And cow manure everywhere, as a consequence. As if the streets weren't filthy enough, with the open sewers (quite literally, people ahem, ablute directly into them on the street – if only the cows themselves could be that precise) – the sheer quantity of cow dung takes some getting used to.
I have so far managed to avoid any messy disasters, but I can't say the same for the Southern Belle, who has put her foot in it.... so to speak, three times now.
But the cows themselves, they are something to behold. They're Brahmins usually, the cow with the hump on its back, which is named after the highest Indian caste of Brahmins; and part of the reason they became holy to the Hindu faith over time is because it was illegal to hurt or kill a Brahmin's cow. Brahmins were the governors, politicians and priests of ancient India, so they were pretty important. You didn't want to go messing with a priests' cow.
Hindus believe that the cow is an embodiment of Mother Earth herself. They provide food in the form of milk, they provide butter and ghee which are used both in every type of cooking as well as in sacred Hindu ceremonies, they provide fuel in the form of their dried manure (which is still used to this day) and they are herd animals – the ultimate mothers.

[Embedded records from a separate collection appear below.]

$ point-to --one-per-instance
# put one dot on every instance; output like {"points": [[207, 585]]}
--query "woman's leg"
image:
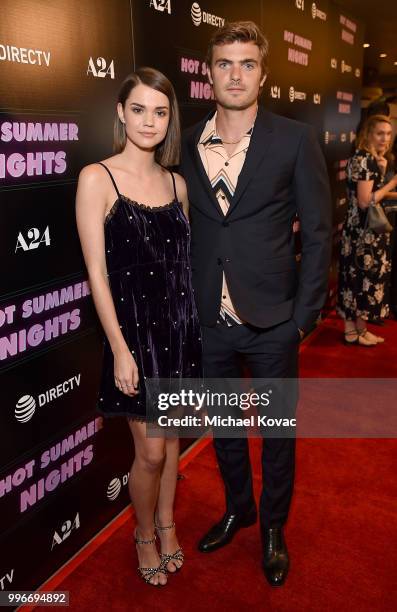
{"points": [[165, 505], [143, 485]]}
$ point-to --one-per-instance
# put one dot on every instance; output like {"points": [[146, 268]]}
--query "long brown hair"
{"points": [[241, 31], [364, 136], [168, 151]]}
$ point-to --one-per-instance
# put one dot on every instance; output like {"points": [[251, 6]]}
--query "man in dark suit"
{"points": [[249, 172]]}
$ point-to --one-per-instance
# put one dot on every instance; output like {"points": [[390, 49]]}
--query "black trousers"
{"points": [[267, 353]]}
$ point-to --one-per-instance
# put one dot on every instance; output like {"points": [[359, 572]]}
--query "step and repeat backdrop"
{"points": [[63, 469]]}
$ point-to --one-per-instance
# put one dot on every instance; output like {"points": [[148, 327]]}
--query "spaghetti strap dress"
{"points": [[148, 267]]}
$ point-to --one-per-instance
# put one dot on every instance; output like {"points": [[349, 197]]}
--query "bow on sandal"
{"points": [[175, 556], [147, 573]]}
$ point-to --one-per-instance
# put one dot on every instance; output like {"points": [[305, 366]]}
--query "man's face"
{"points": [[236, 74]]}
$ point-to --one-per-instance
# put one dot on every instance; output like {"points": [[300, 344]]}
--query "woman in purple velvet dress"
{"points": [[132, 222]]}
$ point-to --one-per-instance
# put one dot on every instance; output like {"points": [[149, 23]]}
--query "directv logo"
{"points": [[25, 408], [114, 489], [199, 17], [196, 14], [26, 405]]}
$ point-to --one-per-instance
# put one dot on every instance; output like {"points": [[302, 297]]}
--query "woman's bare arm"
{"points": [[182, 193], [364, 192], [90, 215]]}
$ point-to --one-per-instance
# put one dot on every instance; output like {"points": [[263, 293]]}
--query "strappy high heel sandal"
{"points": [[175, 556], [148, 572], [350, 334], [363, 341]]}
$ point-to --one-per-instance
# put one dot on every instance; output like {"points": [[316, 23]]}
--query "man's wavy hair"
{"points": [[241, 31]]}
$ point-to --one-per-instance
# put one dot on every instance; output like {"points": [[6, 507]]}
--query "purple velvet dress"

So it is sacrilege to hurt or kill a cow - In India, McDonalds doesn't serve beef, just chicken, fish and vegie burgers - and that's why they wander the streets even in modern cities like Jaipur, where I am right now, and why everybody just leaves them to their business and goes around them.
I'm sure when little calves are born their mothers say to them "Don't worry dear, you just do what you like, because we have the run of the place. You want to sleep on the traffic island? That's fine. You want to lie in front of a shop and block their doorway? That's fine. You want to curl up like a cat in a hotel's garden? No problem."
In the street outside right now there are at least twenty that I can see, and a group of them have formed a little coterie in the middle of the road where they are no doubt discussing the upcoming elections and reviewing the latest restaurants.
I'm sure there's some kind of cow bulletin that goes out about the best garbage dumps to eat at, too, because that's where you often see them, snuffling through the rubbish in search of something edible. Of course cows are grazers and should eat grass, but there is a dearth of fresh grass in urban India (and even in rural India too), so they end up eating all sorts of stuff they shouldn't. Like plastic bags. They can eat up to 36kg of undigestible plastic, which sits there making them feel as though they're full, which of course they aren't, and then they die slowly of starvation.
Plus, shopkeepers will feed them chapati – flat bread - which isn't good for their stomachs, so they bloat up like malnourished babies with all this bulk in their tummies; but their ribs show through their skin and their hips stick out like a teenage anorexic's. It can be very sad to see.
I think I said in a previous post that being headbutted by a cow is meant to be good luck – but still, I mean, it's being HEADBUTTED by a COW. I have the bruises to prove it. Some of the cows are pretty massive creatures, and when they lumber up to you in the street it can be a bit confronting. I try to keep a reasonably wide berth now.
But the best cow event yet has to be the one yesterday in Udaipur, where the monsoon was exploding out of the sky and all the cows were standing on the shopfront ledges trying to keep dry. One cow had even gone INTO the shop and it was hilarious watching the shopkeepers try to shoo out this massive animal that had no intention of budging. Heh heh. Cows always win in the end.
And that leads me to the unanswerable question. I asked my driver this: if you're driving, and something bad happens and you cannot avoid killing something no matter what choice you make, and on one side of you is a man and on the other side is a cow, which direction do you go in?